Au fur et à mesure que des entreprises internationales comme UPS et DHL commençaient à dominer le marché national dans les années 2000, le Syndicat des transporteurs routiers de Turquie (TÜMTİS), largement composé d’employés de sociétés de livraison à petite échelle, vit le nombre de ses membres commencer à s’amoindrir. Le syndicat décida alors de prendre une initiative audacieuse : cibler UPS. Le Secrétaire général de la syndicalisation, Muharrem Yıldırım, décrit cependant le geste comme une question de survie : « Syndicaliser UPS a été tellement difficile que si cela n’avait pas été nécessaire, cela aurait été impossible. »
Le succès rencontré par le TÜMTİS dans la signature d’une convention collective avec UPS en 2011 (une victoire remportée après neuf mois éprouvants sur les piquets de grève) a fait de ce syndicat un modèle pour d’autres syndicats qui affrontent un climat de syndicalisation de plus en plus hostile.
« En Turquie, la loi prévoit de très nombreux droits syndicaux en théorie ; cependant, dans la pratique, il existe des milliers de barrières pour empêcher les travailleurs de revendiquer ces droits, » déclare Kenan Özturk, président du TÜMTİS.

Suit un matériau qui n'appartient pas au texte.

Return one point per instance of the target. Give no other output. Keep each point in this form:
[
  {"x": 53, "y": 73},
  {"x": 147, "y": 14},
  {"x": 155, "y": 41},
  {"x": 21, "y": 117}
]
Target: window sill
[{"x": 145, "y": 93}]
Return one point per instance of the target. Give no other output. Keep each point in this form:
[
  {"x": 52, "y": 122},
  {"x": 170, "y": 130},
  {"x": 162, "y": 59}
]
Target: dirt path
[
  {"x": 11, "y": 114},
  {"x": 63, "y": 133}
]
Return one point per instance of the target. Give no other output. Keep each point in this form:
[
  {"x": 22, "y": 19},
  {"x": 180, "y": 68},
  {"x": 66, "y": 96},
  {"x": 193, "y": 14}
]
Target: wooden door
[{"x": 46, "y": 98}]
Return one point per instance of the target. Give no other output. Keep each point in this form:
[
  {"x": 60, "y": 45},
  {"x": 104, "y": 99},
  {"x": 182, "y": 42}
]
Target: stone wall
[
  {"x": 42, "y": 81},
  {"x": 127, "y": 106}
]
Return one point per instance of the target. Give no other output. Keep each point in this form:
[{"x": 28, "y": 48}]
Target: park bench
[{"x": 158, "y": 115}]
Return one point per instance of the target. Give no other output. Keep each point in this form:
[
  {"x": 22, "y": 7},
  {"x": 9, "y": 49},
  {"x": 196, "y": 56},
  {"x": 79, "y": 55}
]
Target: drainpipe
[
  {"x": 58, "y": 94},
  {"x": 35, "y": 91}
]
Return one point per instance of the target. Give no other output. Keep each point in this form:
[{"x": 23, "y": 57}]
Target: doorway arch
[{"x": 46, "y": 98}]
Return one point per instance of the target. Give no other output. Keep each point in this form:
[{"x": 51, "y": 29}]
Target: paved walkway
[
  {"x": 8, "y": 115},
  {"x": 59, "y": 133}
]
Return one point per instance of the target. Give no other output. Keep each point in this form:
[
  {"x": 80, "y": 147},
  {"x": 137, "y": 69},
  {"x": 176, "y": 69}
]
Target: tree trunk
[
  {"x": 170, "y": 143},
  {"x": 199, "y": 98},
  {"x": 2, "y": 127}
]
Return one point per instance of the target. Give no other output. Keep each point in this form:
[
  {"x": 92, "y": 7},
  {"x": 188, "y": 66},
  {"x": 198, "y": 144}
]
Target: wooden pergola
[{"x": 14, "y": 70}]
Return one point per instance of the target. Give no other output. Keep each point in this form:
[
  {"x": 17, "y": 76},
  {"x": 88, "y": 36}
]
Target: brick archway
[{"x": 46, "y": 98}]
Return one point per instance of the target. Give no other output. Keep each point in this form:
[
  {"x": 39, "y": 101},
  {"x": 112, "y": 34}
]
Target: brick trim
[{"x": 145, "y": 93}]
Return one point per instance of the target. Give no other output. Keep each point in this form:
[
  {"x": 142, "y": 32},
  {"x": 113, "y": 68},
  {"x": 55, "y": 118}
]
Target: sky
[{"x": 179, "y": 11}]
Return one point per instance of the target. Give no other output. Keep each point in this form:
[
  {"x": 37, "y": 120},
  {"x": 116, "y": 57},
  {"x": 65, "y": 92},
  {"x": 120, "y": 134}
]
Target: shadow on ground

TÜMTİS a rencontré quelques-uns de ces obstacles au cours de ses premières tentatives de pénétration dans des entreprises internationales ; des oppositions documentées dans une étude de cas préparée par l’universitaire Alpkan Birelma et publiée par l’ONG allemande Friedrich-Ebert-Stiftung (FES) en avril 2017. Par exemple : lorsque le TÜMTİS tenta de syndicaliser les travailleurs chez deux sous-traitants d’Unilever en 2008, un tribunal statua que ces sociétés ne relevaient pas de la compétence du syndicat, car il ne s’agissait pas d’entreprises de transport routier. Le droit du travail turc autorise un syndicat à organiser les travailleurs d’une industrie spécifique uniquement, selon la définition du ministère du Travail qui peut souvent se révéler arbitraire. Une autre tentative de syndicalisation de travailleurs, cette fois-ci dans une entreprise de charge portuaire sous-traitée sur un quai appartenant à une entreprise internationale, a échoué lorsque l’employeur avait transféré les employés en sous-traitance vers sa propre entreprise, faisant d’eux des dockers et les rendant donc inadmissibles comme membres du TÜMTİS.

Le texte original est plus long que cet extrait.